Она встала, нашла папиросы. Сидела на диване, курила.

– Ты пришел сегодня, и я подумала: останешься ты или нет? Глупо, конечно. Уж так колотила меня жизнь, так зачерствело сердце, а все равно думала о тебе, думала и ждала тебя. Что было в моей жизни? Фаина? Она, конечно, человек, я ей обязана всем. Но она своя, привычная, как дом; как мать, я и люблю ее, как мать. А ведь у меня и настоящая мама была. Я ее тоже любила и жалела. Я к ней в Александров ездила. Во что она превратилась после лагерей, боже мой! И за что? Только за то, что она жена? По каким это законам?

– Это не по законам, – сказал Миронов, – это по беззаконию.

– Москва меня, конечно, оглушила, – продолжала Лиля, – сколько мне было лет? Семнадцать. Что я видела до этого? Ничего. Когда папу с мамой забрали, Вера училась в Москве в восьмом классе. В Сосняках тогда была только семилетка. У кого-то там жила, столовалась и, когда папу с мамой арестовали, тоже натерпелась в Москве: девчонка, одна, школу пришлось бросить, платить за квартиру нечем. Взяли ее к себе папины друзья, тоже старые большевики, потом и их посадили, пошла она работать, чтобы получить койку в общежитии. Выручила ее война. Попала она на фронт зенитчицей, нахватала орденов и замуж вышла. Муж ее, Евгеша, физик известный. Ну вот! После войны Вера окончила институт, а чего же! Фронтовичка, орденоноска, а главное – уже не Кузнецова. Живут на Большой Калужской, в шикарной квартире. Ты был у них, видел. Ничего я против не имею, рада их благополучию, она мне сестра, я не могу ее не любить. Только сверлило мне сердце то, что прикрылась она мужем и своими орденами.

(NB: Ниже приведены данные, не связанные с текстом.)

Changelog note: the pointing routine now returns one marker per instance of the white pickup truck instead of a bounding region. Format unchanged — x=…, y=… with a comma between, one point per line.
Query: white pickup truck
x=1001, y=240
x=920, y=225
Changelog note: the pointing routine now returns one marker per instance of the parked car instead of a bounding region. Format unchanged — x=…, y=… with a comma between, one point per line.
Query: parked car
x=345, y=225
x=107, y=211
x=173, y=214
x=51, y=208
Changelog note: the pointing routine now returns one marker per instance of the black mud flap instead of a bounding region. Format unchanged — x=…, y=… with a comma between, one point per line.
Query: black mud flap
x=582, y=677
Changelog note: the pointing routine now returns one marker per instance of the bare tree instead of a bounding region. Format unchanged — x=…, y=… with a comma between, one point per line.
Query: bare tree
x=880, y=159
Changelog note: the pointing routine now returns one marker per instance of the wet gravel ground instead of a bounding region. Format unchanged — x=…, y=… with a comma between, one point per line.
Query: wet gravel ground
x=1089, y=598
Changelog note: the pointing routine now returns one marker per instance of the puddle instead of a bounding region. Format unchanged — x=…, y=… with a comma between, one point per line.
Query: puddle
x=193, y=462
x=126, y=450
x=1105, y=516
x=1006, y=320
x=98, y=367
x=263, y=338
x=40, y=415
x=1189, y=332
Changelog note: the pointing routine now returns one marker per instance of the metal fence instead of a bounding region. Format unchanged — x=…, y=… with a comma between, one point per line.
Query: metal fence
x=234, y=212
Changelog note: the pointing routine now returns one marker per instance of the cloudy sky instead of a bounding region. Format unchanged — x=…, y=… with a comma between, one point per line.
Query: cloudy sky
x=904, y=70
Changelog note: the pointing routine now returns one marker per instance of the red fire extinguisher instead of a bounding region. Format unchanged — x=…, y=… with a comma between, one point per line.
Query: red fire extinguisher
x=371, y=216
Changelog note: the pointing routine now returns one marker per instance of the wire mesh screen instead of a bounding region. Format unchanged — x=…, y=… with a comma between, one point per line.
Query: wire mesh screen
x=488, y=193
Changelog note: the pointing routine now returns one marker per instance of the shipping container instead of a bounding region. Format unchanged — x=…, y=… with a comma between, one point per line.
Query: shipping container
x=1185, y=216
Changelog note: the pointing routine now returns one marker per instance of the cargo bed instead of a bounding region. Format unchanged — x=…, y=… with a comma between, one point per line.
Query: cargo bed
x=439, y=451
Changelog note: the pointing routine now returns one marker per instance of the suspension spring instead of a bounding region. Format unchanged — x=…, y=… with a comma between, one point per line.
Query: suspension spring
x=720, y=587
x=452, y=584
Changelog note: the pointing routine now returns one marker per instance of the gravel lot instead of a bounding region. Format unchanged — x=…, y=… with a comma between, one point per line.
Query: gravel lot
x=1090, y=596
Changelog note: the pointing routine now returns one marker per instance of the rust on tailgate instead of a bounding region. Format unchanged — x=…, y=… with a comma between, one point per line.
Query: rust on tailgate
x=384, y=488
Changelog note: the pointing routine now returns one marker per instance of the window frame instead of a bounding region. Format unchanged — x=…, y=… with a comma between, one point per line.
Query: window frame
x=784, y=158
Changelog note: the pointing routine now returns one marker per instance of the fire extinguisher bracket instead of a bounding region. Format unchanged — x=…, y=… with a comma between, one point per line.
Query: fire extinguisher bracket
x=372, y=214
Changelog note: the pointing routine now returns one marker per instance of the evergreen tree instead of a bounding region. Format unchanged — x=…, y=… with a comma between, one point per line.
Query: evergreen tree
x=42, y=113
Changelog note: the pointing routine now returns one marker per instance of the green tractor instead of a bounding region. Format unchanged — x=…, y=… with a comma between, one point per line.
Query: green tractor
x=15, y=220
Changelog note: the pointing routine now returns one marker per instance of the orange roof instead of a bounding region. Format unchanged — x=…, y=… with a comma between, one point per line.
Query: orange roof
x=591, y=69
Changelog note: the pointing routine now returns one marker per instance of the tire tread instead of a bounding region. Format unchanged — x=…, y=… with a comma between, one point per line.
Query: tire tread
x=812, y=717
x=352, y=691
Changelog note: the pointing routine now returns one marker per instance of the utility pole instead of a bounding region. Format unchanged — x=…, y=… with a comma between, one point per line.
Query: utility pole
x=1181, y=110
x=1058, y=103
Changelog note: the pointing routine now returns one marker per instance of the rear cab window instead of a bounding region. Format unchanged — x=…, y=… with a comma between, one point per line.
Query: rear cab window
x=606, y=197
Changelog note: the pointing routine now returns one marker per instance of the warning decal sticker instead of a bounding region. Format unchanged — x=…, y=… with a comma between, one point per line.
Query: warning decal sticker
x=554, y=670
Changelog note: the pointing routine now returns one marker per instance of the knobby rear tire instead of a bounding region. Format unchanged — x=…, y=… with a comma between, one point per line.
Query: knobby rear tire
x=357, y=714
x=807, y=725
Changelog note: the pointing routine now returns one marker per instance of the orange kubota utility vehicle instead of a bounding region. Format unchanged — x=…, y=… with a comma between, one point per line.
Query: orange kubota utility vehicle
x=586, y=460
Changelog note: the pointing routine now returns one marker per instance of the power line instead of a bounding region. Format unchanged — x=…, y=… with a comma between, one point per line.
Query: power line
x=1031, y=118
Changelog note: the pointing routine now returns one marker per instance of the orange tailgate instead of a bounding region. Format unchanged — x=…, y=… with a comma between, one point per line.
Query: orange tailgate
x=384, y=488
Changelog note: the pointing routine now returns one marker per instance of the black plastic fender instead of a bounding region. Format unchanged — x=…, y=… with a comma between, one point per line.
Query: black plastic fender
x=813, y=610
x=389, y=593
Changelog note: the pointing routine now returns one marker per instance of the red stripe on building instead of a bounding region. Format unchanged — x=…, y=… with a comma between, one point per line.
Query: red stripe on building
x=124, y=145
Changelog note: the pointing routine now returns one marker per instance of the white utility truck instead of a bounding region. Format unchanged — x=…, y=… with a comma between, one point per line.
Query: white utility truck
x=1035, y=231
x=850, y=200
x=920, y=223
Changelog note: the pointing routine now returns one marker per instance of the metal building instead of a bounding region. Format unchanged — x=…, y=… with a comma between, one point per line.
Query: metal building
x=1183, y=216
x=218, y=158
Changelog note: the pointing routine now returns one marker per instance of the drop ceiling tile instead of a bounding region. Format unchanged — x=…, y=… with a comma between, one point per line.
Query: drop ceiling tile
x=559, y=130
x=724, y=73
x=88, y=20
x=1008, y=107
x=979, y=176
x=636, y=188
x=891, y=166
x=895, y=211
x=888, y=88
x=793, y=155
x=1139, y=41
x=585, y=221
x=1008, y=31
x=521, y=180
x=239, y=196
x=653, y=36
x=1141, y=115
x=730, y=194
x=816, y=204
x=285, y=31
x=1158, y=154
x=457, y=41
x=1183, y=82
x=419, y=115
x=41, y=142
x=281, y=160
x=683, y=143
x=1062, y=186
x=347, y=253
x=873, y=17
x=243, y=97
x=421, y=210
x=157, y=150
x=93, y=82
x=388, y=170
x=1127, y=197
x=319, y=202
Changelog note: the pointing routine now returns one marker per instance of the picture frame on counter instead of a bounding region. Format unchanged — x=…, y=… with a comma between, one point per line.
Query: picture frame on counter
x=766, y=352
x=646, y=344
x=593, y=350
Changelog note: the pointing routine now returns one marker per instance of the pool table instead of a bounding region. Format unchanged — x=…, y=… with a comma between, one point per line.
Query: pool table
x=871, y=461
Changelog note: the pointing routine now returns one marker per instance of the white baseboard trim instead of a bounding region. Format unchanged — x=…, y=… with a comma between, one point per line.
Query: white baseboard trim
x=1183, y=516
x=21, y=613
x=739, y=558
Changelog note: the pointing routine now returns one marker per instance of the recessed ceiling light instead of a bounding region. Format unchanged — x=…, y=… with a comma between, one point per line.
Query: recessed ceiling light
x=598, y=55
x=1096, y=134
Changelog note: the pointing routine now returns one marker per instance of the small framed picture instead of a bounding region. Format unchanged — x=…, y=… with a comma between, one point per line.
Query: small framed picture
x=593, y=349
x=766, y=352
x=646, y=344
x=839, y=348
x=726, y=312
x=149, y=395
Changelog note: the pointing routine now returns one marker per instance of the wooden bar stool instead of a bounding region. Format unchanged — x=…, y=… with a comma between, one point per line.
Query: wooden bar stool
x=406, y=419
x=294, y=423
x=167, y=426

А я ничего не хотела скрывать. И в вуз бумаги не подала, все равно знала – не примут. Вера с мужем меня, конечно, уговаривали, доказывали, что обязательно надо образование получить. А я им сказала: «Я своего отца на вуз не променяю. Мой отец революцию делал, я от него никогда не отрекусь. Видела я подлецов, которые от родителей отказываются». Я не хотела ее обидеть, даже не думала об этом: ведь я знаю, сколько она натерпелась. А она, дура, приняла на свой счет – и в истерику. Стала кричать, что я не хочу учиться, что мне только бы по ресторанам шляться и так далее, в таком духе. И Евгеша тоже чего-то там вякал, будто я поздно домой прихожу, спать им мешаю. Я им и рубанула: «Ну и черт с вами! Лучше на улицу пойду, а жить с вами не буду!»